Five months after inviting Keanu into my head I never
dreamt about him or his party again. He will always be part of me now for
getting me through the darkest days and perhaps I will find him again when this
disease takes its final turn. But for now I would let him go. I also let my
family of four take their final flight and final jump out of the airplane. I
never saw them again.
In June,
as the stem cell collection and transplant got closer, my nervousness was
building again. But after doing so well, I didn’t want to increase the
zopiclone. I had to invent another way to relax. When I shut my eyes, instead
of conjuring up Keanu, my brain devised a new dream. I was in the ocean. In the
near distance I could see the ship I had been a passenger on, sinking into the
briny. After swimming in the choppy waves for a while I became absolutely
exhausted. I spotted a big piece of wood from the break-up of the ship and
climbed on. The sun was strong and all I could do was float and sleep. This
seemed the perfect relaxation scenario but then my stupid rational mind kicked
in. What about sunburn and drinking water?
I woke
with a start. But I liked the idea enough to work with it. The next night I developed
the scene further.
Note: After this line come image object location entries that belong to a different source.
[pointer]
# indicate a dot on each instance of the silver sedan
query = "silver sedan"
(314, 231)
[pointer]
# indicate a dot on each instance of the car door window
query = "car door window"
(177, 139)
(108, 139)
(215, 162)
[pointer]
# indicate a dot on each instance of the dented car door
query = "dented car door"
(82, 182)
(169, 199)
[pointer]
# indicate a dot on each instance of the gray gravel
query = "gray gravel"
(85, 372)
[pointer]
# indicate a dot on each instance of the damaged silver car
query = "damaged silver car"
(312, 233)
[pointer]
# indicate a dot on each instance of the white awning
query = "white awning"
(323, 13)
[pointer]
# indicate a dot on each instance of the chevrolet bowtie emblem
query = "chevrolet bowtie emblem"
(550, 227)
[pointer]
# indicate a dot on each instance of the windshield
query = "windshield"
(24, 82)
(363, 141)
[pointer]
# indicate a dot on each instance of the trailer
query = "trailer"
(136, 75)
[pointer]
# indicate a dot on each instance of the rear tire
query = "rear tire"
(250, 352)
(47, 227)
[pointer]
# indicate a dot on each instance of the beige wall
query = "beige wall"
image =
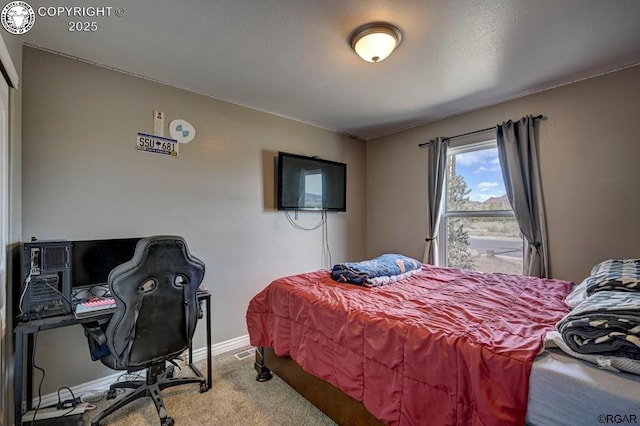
(83, 179)
(589, 154)
(14, 47)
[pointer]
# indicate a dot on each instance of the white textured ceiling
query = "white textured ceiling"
(292, 57)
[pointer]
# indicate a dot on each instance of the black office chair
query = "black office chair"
(154, 321)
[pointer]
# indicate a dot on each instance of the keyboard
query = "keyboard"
(95, 307)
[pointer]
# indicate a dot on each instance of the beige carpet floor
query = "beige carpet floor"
(235, 398)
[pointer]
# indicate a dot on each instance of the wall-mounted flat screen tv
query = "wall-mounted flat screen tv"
(309, 183)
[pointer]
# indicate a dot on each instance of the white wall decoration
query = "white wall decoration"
(182, 131)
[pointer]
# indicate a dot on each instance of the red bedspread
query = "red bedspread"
(444, 347)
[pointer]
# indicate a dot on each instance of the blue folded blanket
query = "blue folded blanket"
(378, 271)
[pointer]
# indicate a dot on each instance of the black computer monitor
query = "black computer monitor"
(92, 260)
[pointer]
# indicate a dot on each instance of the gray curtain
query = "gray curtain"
(518, 155)
(436, 166)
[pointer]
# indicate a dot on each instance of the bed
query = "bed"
(440, 346)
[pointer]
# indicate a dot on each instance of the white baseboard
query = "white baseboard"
(103, 383)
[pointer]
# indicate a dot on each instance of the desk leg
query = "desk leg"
(17, 378)
(30, 351)
(209, 371)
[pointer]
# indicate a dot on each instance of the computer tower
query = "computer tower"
(46, 279)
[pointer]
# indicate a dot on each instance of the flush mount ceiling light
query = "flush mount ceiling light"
(375, 41)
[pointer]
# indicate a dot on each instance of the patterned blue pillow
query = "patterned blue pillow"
(616, 275)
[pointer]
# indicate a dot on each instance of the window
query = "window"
(478, 230)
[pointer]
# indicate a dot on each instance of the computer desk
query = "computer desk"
(29, 328)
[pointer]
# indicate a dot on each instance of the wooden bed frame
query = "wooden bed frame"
(336, 404)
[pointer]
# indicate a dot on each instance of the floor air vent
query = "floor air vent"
(245, 354)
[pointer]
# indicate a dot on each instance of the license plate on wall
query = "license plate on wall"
(156, 144)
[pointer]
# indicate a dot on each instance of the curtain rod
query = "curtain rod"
(470, 133)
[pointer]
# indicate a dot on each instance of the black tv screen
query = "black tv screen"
(309, 183)
(94, 259)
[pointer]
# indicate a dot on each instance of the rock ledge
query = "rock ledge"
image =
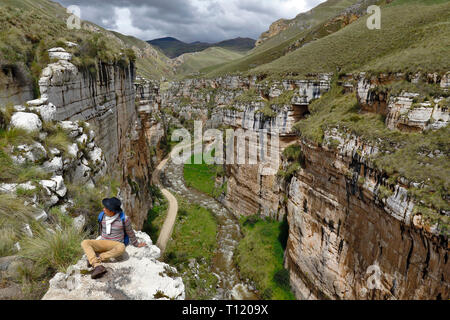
(137, 275)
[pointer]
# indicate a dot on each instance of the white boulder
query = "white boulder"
(137, 275)
(26, 121)
(59, 53)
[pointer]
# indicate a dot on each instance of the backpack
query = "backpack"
(126, 239)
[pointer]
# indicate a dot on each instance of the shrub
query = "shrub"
(56, 249)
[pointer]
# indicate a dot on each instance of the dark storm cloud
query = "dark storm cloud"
(189, 20)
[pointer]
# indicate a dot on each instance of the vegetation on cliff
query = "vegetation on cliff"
(260, 255)
(192, 248)
(203, 177)
(421, 158)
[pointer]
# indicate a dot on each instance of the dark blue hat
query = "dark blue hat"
(112, 204)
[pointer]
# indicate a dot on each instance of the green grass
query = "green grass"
(193, 62)
(194, 237)
(279, 45)
(259, 257)
(54, 250)
(410, 34)
(13, 216)
(156, 215)
(203, 177)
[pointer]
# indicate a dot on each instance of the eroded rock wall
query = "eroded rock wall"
(341, 234)
(106, 100)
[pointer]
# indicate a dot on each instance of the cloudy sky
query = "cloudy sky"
(189, 20)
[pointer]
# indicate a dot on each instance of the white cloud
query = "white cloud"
(191, 20)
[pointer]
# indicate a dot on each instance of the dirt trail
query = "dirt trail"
(167, 228)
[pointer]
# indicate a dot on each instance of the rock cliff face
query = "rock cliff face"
(345, 240)
(345, 243)
(15, 86)
(106, 100)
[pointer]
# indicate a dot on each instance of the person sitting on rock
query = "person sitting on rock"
(116, 232)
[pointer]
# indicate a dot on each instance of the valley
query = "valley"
(348, 126)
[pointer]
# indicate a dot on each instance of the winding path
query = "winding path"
(169, 222)
(230, 285)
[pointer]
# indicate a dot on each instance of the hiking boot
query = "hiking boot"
(99, 271)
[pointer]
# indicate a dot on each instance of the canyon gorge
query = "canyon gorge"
(353, 160)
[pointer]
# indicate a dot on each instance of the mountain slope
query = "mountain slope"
(44, 25)
(174, 48)
(190, 63)
(411, 33)
(317, 23)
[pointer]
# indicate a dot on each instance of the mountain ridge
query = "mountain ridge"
(173, 47)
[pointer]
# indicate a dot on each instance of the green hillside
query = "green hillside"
(174, 48)
(30, 27)
(305, 27)
(411, 31)
(307, 20)
(193, 62)
(414, 35)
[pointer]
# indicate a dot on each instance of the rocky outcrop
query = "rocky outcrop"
(405, 111)
(15, 85)
(136, 275)
(82, 163)
(347, 240)
(105, 99)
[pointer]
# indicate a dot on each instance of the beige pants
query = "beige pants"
(107, 249)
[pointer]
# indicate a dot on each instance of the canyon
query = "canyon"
(356, 163)
(339, 224)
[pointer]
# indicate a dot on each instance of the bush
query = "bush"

I was laying on the piece of wood but I imagined there were
bags of things floating past me. It was debris from the ship. One bag that
floated right next to me happened to contain water and a bottle of sunscreen. I
grabbed the bag and pulled it on to the wood. I drank some water and slathered
the sun screen on. Protected from burn and thirst, I tried to sleep again but
there was one more thing plaguing my mind. I was disturbed at how easy the
sharks could get to me on the piece of wood. I was a sitting duck. So next I
invented a life boat. It had come off the ship, was in an upright position,
empty of water, and just happened to float toward me. It was solid, large, deep
and of course shark proof. Somehow I managed to clamber on board. Now I was
lying in the sun, covered in sunscreen, in a sturdy boat, with a bottle of
water, floating gently on the ocean. I was exhausted and there was nothing to
do but sleep. It worked. But I kind of missed Keanu.